Skip to main content
Gluestick is an open source ETL toolkit developed and maintained by hotglue. It is optimized for usage in hotglue pre-processing scripts. The code is available on GitHub and is free to use under the MIT license.

GitHub Repository

Access the complete source code, contribute, or report issues through our GitHub repository. Star us to show support!
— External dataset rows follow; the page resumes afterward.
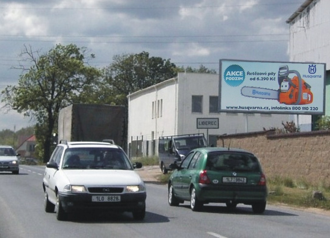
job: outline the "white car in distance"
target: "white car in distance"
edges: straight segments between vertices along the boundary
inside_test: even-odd
[[[0,171],[11,172],[13,174],[18,174],[19,172],[19,155],[10,145],[0,145]]]
[[[109,143],[61,142],[47,163],[43,187],[46,212],[59,220],[78,211],[131,212],[143,220],[144,183],[122,149]]]

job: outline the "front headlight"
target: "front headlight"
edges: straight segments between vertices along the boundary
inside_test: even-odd
[[[64,187],[64,191],[74,193],[81,193],[86,192],[86,190],[85,186],[82,185],[68,184]]]
[[[143,185],[133,185],[126,186],[127,193],[136,193],[145,191],[146,188]]]

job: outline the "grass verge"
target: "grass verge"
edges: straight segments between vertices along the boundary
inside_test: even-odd
[[[269,179],[268,184],[269,203],[330,210],[330,188],[322,184],[316,186],[280,177]]]

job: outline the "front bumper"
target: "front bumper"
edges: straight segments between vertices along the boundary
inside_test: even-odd
[[[105,210],[113,211],[140,211],[145,205],[147,193],[138,193],[125,194],[102,194],[104,195],[120,195],[119,202],[92,202],[92,196],[99,194],[58,193],[59,198],[63,209],[66,212],[78,211]]]

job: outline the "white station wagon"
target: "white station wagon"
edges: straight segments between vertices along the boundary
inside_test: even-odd
[[[19,156],[12,146],[0,145],[0,171],[9,171],[18,174],[19,172]]]
[[[109,143],[59,144],[47,163],[43,187],[46,212],[57,220],[79,210],[131,212],[137,220],[146,214],[144,183],[119,146]]]

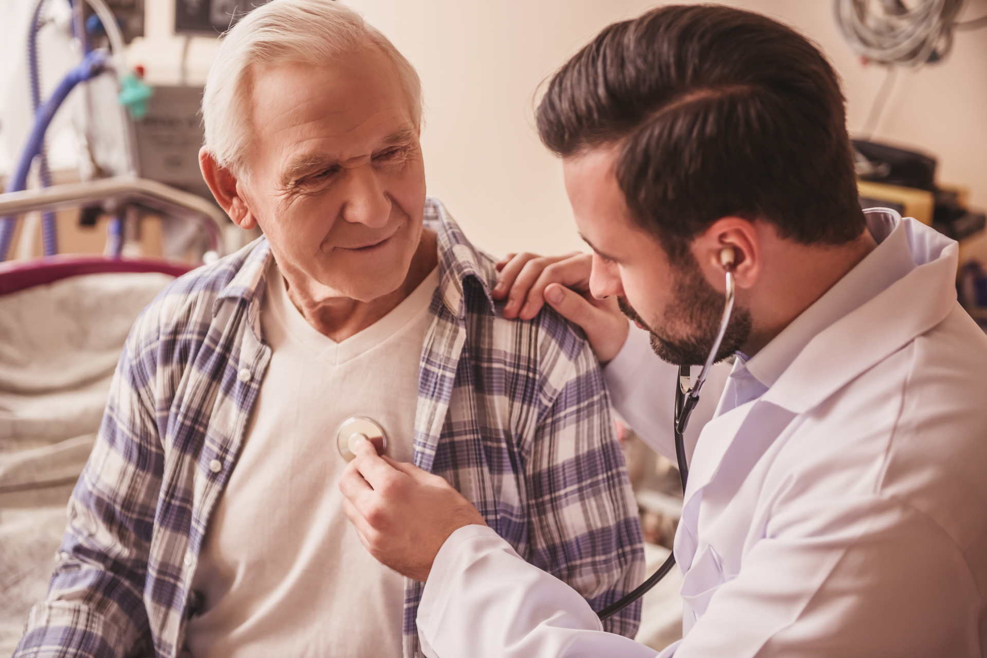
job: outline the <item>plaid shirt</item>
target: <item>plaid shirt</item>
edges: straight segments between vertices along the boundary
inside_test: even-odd
[[[421,351],[415,463],[600,610],[641,582],[644,552],[596,359],[550,310],[504,320],[490,296],[493,259],[434,199],[425,225],[438,234],[440,283]],[[177,279],[137,320],[69,502],[47,600],[15,656],[180,653],[197,609],[197,555],[270,360],[260,320],[270,257],[261,239]],[[417,656],[422,585],[405,582],[404,653]],[[633,636],[640,615],[639,602],[604,625]]]

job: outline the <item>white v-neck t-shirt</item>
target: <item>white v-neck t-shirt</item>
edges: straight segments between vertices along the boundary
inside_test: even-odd
[[[338,483],[340,424],[376,420],[412,461],[418,365],[438,269],[342,342],[311,327],[271,260],[261,327],[272,354],[246,443],[206,531],[186,644],[195,658],[402,655],[404,580],[360,545]]]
Getting started with gluestick

# Install from PyPI
pip install gluestick

# Import utilities
import gluestick as gs

Key Features

  • Robust ETL utilities for data processing
  • Singer protocol integration
  • Advanced JSON and object handling
  • Snapshot management for incremental loads
  • Production-ready error handling

File Reading Functions

Reader

RECOMMENDED: Class for reading sync-output data. Provides methods to read directories, get file metadata, and extract primary keys from parquet files.

read_csv_folder

Reads multiple CSV files from a directory, organizing them by entity type based on filename. Supports custom converters and index columns per entity.

read_parquet_folder

Similar to read_csv_folder but for Parquet files. Automatically organizes files by entity type and supports ignoring specific files.

get_catalog_schema

Retrieves DataFrame schema from Singer catalog.

Snapshot Management

snapshot_records

Manages data snapshots by updating existing snapshots or creating new ones. Supports type coercion and handles both CSV and Parquet formats.

read_snapshots

Reads snapshot data for a specific stream from either Parquet or CSV format. Supports additional pandas read options.

drop_redundant

Removes duplicate rows based on content hashing. Maintains state of processed data and supports update tracking.

JSON & Object Handling

json_tuple_to_cols

Converts JSON tuple columns into separate columns based on key-value pairs.

explode_json_to_rows

Explodes array of objects into multiple rows with columns for each object key.

explode_json_to_cols

Converts JSON array columns into separate columns, with one column per array value.

compress_rows_to_col

Compresses exploded rows back into a single column with array data.

array_to_dict_reducer

Converts arrays into dictionaries using specified key-value properties.

clean_obj_null_values

Replaces null values with None in stringified objects for further processing.

Data Transformation

clean_convert

Recursively cleans None values from lists and dictionaries. Handles nested structures and datetime conversions.

map_fields

Maps row values according to a specified mapping dictionary. Supports nested structures and conditional mapping.

rename

Renames DataFrame columns using JSON format with type conversion support.

localize_datetime

Localizes datetime columns to UTC timezone. Handles both naive and timezone-aware timestamps.

deep_convert_datetimes

Transforms all nested datetimes to ISO format recursively.

exception

Standardized error handling with file logging. Creates consistent error reporting across ETL pipelines.

Data Export & Error Handling

to_export

Exports data to various formats (Singer, Parquet, JSON, JSONL, CSV). Supports schema validation, object stringification, and custom formatting.

to_singer

Exports DataFrame to Singer format with schema validation and type handling.